Other wins include successfully building up the technology infrastructure, which has been a priority for the Beacon. "We have virtually every hospital in our community connected (to the HIE)," Porreca said. Ninety-eight percent of the beds; 95 percent of the labs and between 85 to 90 percent of radiology practices are connected.
In terms of goals achieved, the Beacon didn’t hit the bull’s eye on every target. One of those originally set in 2010 was to demonstrate cost savings resulting from a 5 percent decrease in emergency department visits, 30-day readmission rates for specific diabetes patients and specific ambulatory care hospitalizations.
The Beacon’s most recent annual report, however, found that these readmissions and hospitalization measures actually increased overall.
The report does cite that the upward trends could be "an artifact of coding trends" instead of an actual utilization increase.

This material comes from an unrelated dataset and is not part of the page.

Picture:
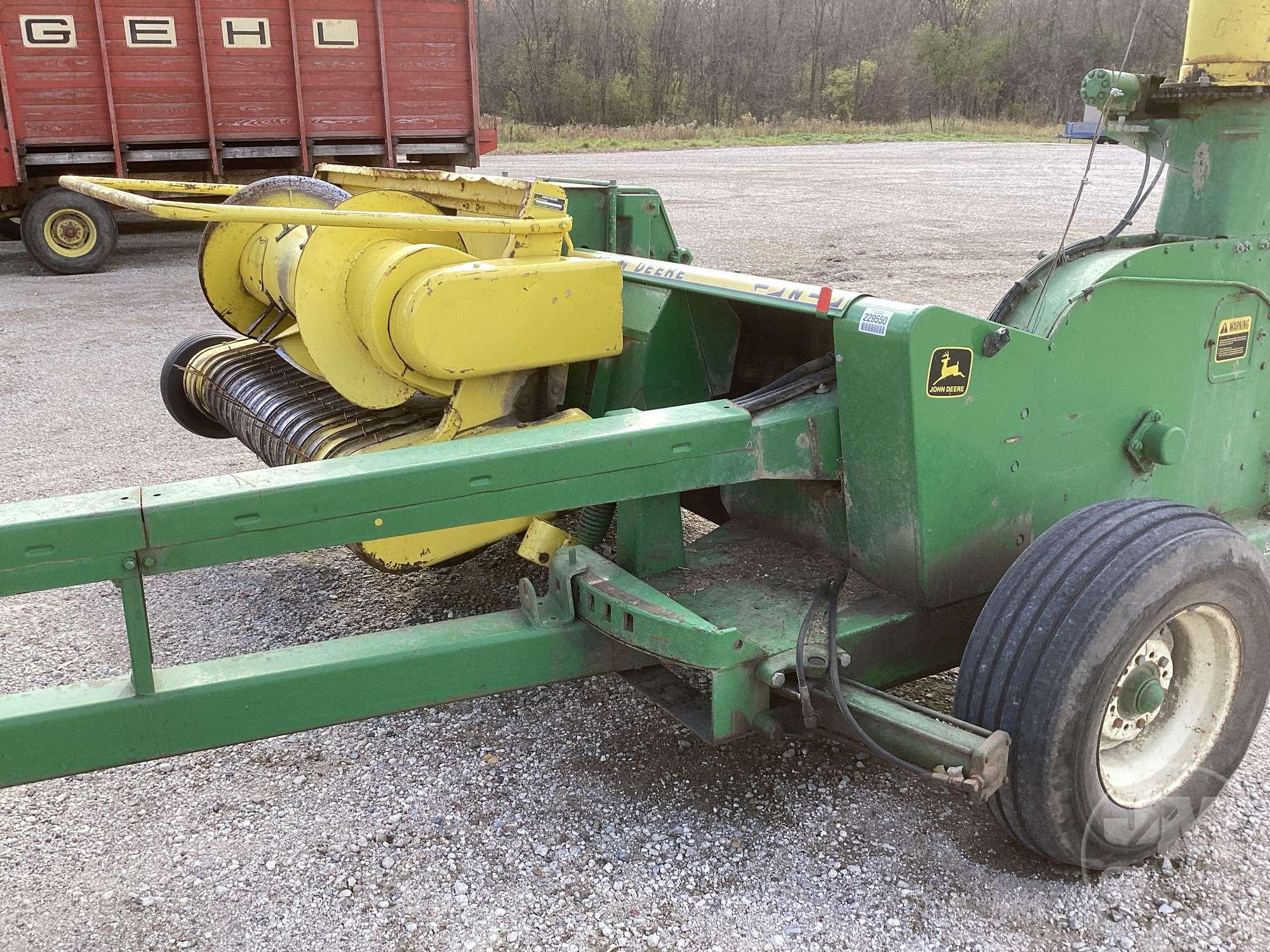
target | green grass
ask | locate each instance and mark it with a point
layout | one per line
(521, 139)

One important concept to understand, as Porreca explained, is nothing ever goes as smoothly as you anticipate it will go: "You start to encounter the realities, the complexities of the things that we're trying to achieve."

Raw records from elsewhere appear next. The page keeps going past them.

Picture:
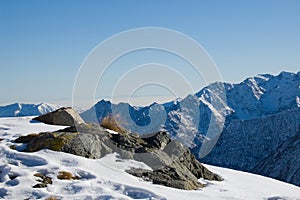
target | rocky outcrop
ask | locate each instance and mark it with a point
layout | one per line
(173, 165)
(63, 116)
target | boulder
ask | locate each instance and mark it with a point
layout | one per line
(172, 164)
(65, 116)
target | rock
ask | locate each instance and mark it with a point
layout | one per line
(44, 180)
(158, 140)
(63, 175)
(173, 165)
(63, 116)
(47, 140)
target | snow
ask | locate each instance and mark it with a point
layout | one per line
(106, 178)
(21, 109)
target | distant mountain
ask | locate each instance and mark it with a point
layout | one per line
(283, 163)
(268, 146)
(20, 109)
(252, 119)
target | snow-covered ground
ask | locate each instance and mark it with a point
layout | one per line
(105, 178)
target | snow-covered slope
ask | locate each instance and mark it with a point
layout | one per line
(106, 178)
(245, 115)
(245, 143)
(283, 163)
(19, 109)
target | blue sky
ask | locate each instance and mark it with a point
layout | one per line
(44, 42)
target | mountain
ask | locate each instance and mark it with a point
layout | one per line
(244, 144)
(20, 109)
(243, 123)
(283, 163)
(23, 174)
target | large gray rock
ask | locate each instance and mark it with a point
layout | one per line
(63, 116)
(173, 165)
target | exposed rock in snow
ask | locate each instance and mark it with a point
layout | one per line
(18, 109)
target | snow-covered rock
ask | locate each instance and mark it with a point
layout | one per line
(106, 178)
(20, 109)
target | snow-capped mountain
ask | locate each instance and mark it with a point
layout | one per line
(250, 115)
(20, 109)
(245, 144)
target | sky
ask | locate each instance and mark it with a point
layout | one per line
(43, 43)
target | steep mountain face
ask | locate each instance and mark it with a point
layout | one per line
(283, 163)
(246, 143)
(252, 119)
(19, 110)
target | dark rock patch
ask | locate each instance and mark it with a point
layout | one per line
(63, 116)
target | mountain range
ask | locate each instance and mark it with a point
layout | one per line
(243, 124)
(21, 109)
(252, 126)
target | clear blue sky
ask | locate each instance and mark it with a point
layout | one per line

In terms of the biggest challenges faced, he first cited the difficulty getting patient consent, particularly in their collaboration with the Department of Veterans Affairs.
Last year, VA linked up with HEALTHeLINK allowing VA providers, hospitals and medical practices across Western New York access to health information for their veteran patients through the HIE. But because two separate consents are needed – one required by VA and the other needed by the HIE – they haven’t yet seen the numbers they want.
"Nothing goes as fast as I want it to," Porreca said. "I'm sure it's going to happen; it's just a matter of getting to the tipping point."
Another ongoing challenge for the Beacon community as a whole, as Porreca pointed out, is monetizing the value of the exchange. "We know anecdotally that what we're doing is making a difference because doctors tell us," he said, "because they had access to the patient's information through the patient query function, (or) they didn't order an unnecessary CT scan. Those are things that are hard to measure – what didn't happen as a result of the technology being in place."
When looking ahead to the future, the WNY Beacon Community just might be the most sustainable and, possibly, one of the most successful. HEALTHeLINK HIE was incorporated in 2006 and was sustainable long before the $16.1 million came into sight, Porreca explained.
"We were not reliant on the federal dollars for our operational expenses. We used the federal dollars to build incrementally and to act as a bit of a laboratory on certain technologies to see what the impact might be."
One area the Beacon is focused on building up for 2013 is continuity of care documents. Last year, they had 188,000 CCDs from primary care to specialists, representing more than a 100 percent increase from 2011.
If they continue to check off items like this from their to-do lists, thereby continuing to demonstrate value, Porreca anticipates they will continue into the foreseeable future.